Vai haver em Berlim, no final de Julho, uma conferência sobre isto. E já saiu o documentário Wireless Generation, da Christine Gilbert (uma nómada digital ela própria), que quero ver:
Este estilo de vida nómada associado a trabalho online parece-me cada vez mais interessante. Não sei se como estilo de vida definitivo, mas como experiência nova sem dúvida.
É apelativo, joga bem com os nossos perfis e com o que gostamos de fazer. Mas leva tempo a construir e até lá continuamos a ter que viver de alguma coisa. Ou seja, é essa a direcção, mas temos que a complementar com qualquer coisa mais imediata.
Trabalho em part-time em troca de alojamento & comida
Podemos ficar 1 ou 2 semanas (ou mais) de cada vez em ‘quintas orgânicas’, oferecendo ajuda em part-time (4-6 horas de trabalho por dia) em troca de comida & alojamento – a isto chama-se wwoofing. Para isso temos que nos registar na rede de cada país onde queremos trabalhar – ver WWOOF International, o que implica pagar uma anuidade em cada um dos países para podermos aceder à lista de quintas anfitriãs.
O site Worldpackers oferece o mesmo conceito mas aplicado a hostels. Contudo, a rede ainda é pequena, e achei pouco justa a troca pedida por muitos deles: 20-25 horas semanais de trabalho a troco de apenas alojamento (e em camaratas, em regra) e pequeno-almoço (ou seja, nem sequer inclui a alimentação diária por inteiro).
O HelpStay acaba por ser um mix, em troca de trabalho não remunerado, os anfitriões oferecem alojamento e, alguns, alimentação. Pareceu-me também um pouco desequilibrado, e falta-lhe escala.
Já o Work Away tem imensas ofertas, e variadas. Penso que este valerá a pena explorar melhor, mas a função de pesquisa é pobre, apenas permite pesquisar por país e região, e palavra chave, não tem categorias de trabalho associadas aos anúncios, tornando a pesquisa mais morosa.
Tal como o HelpX, de conceito idêntico., embora este categorize os anúncios por tipo de alojamento, pelo menos.

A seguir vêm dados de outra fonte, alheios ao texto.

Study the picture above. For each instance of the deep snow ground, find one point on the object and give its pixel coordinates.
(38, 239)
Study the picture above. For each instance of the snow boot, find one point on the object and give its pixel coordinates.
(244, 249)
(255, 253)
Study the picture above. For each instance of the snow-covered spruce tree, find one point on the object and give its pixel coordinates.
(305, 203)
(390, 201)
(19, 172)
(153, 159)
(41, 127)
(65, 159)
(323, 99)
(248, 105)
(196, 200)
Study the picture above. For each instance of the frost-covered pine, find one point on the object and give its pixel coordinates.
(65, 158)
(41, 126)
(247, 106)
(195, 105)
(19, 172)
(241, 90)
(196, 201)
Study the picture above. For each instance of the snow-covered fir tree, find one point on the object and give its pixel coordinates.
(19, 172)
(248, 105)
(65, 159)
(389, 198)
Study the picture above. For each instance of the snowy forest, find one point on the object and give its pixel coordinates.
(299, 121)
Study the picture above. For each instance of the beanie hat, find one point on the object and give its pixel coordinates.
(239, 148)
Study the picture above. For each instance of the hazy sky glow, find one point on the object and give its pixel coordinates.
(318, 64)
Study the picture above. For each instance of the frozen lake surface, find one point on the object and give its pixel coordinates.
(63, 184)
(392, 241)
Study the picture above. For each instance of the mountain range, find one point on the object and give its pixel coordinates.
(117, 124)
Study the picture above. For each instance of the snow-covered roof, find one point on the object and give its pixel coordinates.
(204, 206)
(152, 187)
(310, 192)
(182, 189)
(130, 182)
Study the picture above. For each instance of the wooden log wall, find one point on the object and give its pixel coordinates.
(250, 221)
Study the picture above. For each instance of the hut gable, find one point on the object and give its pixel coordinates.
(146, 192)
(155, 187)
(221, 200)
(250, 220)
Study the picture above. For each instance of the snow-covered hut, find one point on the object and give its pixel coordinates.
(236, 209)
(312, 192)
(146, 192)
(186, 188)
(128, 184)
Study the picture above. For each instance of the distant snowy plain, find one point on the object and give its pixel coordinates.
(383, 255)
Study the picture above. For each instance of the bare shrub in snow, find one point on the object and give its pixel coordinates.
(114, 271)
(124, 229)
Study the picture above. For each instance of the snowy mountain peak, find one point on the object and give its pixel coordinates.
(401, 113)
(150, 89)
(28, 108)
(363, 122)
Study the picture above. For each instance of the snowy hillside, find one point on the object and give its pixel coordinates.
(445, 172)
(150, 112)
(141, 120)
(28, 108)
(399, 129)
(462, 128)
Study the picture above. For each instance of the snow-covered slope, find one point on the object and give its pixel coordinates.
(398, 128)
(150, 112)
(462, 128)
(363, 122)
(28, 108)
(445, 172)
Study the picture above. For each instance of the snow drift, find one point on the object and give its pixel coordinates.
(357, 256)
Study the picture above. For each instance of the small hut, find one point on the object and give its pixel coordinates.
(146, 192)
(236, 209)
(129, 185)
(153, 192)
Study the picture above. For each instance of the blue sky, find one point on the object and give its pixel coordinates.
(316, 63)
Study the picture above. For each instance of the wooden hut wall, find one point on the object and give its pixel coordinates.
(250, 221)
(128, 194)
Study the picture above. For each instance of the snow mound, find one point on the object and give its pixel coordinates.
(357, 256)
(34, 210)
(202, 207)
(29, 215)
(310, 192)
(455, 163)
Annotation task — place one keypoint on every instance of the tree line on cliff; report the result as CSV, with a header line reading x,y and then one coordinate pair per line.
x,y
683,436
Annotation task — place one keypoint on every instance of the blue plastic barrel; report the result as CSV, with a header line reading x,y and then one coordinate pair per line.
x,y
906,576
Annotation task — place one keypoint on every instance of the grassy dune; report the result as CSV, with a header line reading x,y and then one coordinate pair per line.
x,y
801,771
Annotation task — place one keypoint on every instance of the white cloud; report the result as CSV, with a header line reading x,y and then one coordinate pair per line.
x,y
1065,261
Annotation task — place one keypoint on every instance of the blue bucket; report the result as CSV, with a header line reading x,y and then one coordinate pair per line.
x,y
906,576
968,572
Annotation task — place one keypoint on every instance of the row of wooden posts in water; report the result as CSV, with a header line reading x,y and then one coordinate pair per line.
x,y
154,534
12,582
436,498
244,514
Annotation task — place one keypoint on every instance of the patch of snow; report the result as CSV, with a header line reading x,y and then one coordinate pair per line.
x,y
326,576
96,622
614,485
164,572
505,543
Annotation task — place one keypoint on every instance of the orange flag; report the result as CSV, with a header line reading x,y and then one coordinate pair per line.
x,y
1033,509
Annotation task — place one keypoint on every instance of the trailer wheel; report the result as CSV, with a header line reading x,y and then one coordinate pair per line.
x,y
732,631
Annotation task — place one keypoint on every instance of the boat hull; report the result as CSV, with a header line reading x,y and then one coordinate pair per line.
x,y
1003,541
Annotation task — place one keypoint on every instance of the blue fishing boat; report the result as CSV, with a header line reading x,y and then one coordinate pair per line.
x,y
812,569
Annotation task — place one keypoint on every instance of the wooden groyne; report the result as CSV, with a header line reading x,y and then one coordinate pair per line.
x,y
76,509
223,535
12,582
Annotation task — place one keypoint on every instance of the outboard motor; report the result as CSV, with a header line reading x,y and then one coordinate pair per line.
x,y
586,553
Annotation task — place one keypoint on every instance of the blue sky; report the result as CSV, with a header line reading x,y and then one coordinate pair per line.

É comummente designado de voluntariado este tipo de sistemas de trocas de trabalho por alojamento & alimentação, contudo, uma pessoa tem que se questionar se isto é mesmo voluntariado. Pela definição:
Ou seja, nada disto é propriamente voluntariado, pela definição acima, é trabalho temporário em que o pagamento é feito em géneros (alojamento e alimentação), e onde não há contratos de trabalho, descontos para a Segurança Social, nem seguros de trabalho. Isto só é aceitável porque é vocacionado para viajantes, pessoas que não vão ficar no mesmo lugar tempo suficiente para um emprego normal, e nem é isso que procuram, e porque uma parte importante da experiência, quer para os anfitriões, quer para os hóspedes, é justamente o intercâmbio cultural.
Para estadias curtas, em que as horas de trabalho pedidas são equilibradas face ao que é oferecido a nível das condições de alojamento e das refeições, esta informalidade e flexibilidade é interessante e parece-me tudo OK.
É como ir passar uns dias a casa de amigos ou familiares, e ajudá-los no que precisarem em troca da comida e dormida.
Como já tinha referido, o nosso grande objectivo era conseguir fazer isto, o conceito do HelpX (“help exchange“, ou “intercâmbio de ajuda“) mas também com escolas, lojas, oficinas, associações, fábricas, etc, etc, relacionados com a bicicleta, nomeadamente na sua vertente de transporte e lazer, para melhor podermos usar as nossas valências acumuladas ao longo destes últimos 10 anos, e para podermos documentar um pouco da bicicultura dos locais por onde passamos.
Acho que vamos experimentar tudo o que aparecer, e ver como corre!